Dr. Holdenrieder commented, “VolitionRx has seen some impressive results in recent months, with significant differentiation shown. If the data continues to impress, we believe this technology could have great potential and we want to be at the heart of this research. With that said, we decided to expand our prospective trial and agreed to run the performance evaluation for colorectal cancer.

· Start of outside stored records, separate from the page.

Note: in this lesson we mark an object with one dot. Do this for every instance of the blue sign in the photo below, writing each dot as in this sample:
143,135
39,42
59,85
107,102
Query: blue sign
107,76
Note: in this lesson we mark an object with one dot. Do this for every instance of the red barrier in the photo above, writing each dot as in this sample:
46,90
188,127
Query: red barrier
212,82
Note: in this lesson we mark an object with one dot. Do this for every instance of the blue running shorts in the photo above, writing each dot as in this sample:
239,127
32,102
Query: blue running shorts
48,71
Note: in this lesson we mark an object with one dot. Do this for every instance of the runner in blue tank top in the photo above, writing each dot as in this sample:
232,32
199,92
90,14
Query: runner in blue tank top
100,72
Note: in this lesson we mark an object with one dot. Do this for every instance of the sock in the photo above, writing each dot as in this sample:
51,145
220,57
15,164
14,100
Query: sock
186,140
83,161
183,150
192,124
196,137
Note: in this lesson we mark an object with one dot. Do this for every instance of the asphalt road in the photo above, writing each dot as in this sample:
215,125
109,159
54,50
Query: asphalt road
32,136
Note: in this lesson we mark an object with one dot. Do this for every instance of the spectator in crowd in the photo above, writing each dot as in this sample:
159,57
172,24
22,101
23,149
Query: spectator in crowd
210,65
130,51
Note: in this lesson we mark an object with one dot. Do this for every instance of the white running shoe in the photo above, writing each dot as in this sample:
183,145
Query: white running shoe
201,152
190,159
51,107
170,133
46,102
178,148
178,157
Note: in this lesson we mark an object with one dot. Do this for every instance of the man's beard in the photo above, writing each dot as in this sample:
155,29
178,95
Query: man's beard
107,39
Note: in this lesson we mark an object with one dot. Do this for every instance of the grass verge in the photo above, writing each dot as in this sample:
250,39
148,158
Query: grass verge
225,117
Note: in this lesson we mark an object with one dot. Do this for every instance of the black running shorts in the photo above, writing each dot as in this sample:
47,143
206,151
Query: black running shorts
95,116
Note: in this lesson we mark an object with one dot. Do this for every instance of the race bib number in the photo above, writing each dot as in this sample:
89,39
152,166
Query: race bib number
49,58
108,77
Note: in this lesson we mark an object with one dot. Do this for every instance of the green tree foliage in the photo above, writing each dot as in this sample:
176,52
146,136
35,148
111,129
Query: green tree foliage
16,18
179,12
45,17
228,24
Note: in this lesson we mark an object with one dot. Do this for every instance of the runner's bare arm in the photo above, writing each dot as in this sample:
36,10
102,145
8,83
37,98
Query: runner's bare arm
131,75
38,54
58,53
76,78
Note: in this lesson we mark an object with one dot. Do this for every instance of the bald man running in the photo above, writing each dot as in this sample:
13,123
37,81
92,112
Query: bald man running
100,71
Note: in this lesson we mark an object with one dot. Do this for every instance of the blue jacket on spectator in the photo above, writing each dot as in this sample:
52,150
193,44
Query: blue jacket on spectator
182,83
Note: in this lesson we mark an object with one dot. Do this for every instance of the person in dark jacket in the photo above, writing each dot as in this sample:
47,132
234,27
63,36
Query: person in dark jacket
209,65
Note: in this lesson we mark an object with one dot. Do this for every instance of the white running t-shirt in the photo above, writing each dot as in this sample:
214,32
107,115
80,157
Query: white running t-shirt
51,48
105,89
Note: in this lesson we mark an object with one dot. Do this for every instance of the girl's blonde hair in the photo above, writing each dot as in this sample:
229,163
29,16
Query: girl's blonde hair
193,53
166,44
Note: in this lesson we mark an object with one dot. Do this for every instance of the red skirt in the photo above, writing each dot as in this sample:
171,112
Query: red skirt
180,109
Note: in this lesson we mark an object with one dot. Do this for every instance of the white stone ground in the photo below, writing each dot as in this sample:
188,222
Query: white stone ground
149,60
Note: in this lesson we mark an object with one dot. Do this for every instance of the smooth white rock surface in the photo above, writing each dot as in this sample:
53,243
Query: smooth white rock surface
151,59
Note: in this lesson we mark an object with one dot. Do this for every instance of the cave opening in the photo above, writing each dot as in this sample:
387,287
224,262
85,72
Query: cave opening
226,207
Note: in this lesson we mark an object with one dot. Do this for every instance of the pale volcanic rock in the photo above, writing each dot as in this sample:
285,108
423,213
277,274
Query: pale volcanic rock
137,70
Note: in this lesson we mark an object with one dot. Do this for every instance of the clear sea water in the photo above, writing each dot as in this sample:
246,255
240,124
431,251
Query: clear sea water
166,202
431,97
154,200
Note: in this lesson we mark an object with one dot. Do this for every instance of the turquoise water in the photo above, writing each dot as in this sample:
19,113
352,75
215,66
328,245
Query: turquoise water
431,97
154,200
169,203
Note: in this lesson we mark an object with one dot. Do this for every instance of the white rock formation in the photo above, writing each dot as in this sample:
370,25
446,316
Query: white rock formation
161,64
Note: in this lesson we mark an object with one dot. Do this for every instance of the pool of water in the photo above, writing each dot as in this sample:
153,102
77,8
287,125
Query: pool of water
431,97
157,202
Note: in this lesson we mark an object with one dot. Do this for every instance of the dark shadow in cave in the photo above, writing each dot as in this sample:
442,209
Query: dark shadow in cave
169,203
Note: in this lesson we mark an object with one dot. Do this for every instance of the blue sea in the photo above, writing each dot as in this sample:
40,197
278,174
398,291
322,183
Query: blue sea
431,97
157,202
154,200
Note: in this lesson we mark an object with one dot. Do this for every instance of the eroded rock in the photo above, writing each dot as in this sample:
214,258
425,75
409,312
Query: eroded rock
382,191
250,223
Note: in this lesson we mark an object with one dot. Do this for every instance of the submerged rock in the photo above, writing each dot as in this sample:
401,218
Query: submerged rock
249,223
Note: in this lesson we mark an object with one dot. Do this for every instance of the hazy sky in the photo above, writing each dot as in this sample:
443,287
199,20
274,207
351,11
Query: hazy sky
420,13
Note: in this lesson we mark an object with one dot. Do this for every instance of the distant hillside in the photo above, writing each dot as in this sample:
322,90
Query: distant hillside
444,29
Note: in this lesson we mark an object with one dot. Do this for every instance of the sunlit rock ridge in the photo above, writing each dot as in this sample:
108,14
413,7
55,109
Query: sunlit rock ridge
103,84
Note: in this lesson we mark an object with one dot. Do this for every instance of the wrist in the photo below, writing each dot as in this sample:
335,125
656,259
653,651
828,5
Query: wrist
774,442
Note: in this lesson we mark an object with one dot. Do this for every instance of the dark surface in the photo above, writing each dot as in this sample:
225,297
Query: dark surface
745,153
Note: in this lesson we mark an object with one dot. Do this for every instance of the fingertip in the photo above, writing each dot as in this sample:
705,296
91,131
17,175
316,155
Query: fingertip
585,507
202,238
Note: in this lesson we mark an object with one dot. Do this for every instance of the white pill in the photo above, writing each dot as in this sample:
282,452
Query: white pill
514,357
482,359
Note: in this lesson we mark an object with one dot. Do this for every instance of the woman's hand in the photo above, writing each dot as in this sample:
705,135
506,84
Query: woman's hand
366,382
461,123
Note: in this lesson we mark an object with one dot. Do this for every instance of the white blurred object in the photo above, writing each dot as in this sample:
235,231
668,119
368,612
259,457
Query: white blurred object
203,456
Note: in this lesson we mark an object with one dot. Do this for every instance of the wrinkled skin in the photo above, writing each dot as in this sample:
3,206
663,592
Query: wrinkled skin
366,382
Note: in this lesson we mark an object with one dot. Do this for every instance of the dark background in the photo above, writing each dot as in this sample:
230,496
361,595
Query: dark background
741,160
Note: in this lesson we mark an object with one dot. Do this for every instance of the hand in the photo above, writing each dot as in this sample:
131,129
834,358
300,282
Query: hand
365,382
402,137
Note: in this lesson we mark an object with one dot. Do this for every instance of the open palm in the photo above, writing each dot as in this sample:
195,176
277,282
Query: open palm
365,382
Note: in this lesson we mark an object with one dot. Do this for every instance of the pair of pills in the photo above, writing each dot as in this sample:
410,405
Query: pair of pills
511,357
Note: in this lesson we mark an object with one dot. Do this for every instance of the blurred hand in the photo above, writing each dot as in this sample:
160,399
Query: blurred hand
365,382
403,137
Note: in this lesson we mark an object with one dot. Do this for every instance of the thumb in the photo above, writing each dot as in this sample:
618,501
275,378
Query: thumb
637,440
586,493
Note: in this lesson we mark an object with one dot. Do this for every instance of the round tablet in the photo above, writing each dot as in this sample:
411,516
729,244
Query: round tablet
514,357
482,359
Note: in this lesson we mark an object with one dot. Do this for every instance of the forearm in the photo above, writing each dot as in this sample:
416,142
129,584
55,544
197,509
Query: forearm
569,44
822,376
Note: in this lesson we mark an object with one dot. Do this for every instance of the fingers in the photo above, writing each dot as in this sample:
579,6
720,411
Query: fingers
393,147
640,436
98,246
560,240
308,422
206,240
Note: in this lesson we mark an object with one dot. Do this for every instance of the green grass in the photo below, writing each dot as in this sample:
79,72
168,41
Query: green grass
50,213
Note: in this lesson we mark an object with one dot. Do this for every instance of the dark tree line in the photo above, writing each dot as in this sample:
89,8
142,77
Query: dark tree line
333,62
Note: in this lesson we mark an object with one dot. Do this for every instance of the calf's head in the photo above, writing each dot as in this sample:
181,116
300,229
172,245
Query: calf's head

We hope our research further confirms the accuracy of these tests and allows their clinical use in Europe.”
Cameron Reynolds, CEO of VolitionRx, added, “We’d like to thank Dr. Stefan Holdenrieder’s team for their continued support, and we are excited to expand our collaboration. University Hospital Bonn’s performance evaluation will be crucial to our CE mark application process, which we aim to complete in 2014. Also, the doubling of their prospective multi-cancer trial will give us a very good indication of the nucleosome structures in a very wide range of cancers.”
As part of the expanded collaboration, University Hospital Bonn will also perform a wide range of beta testing and pre analytics that are key to further refining the Nucleosomics technology.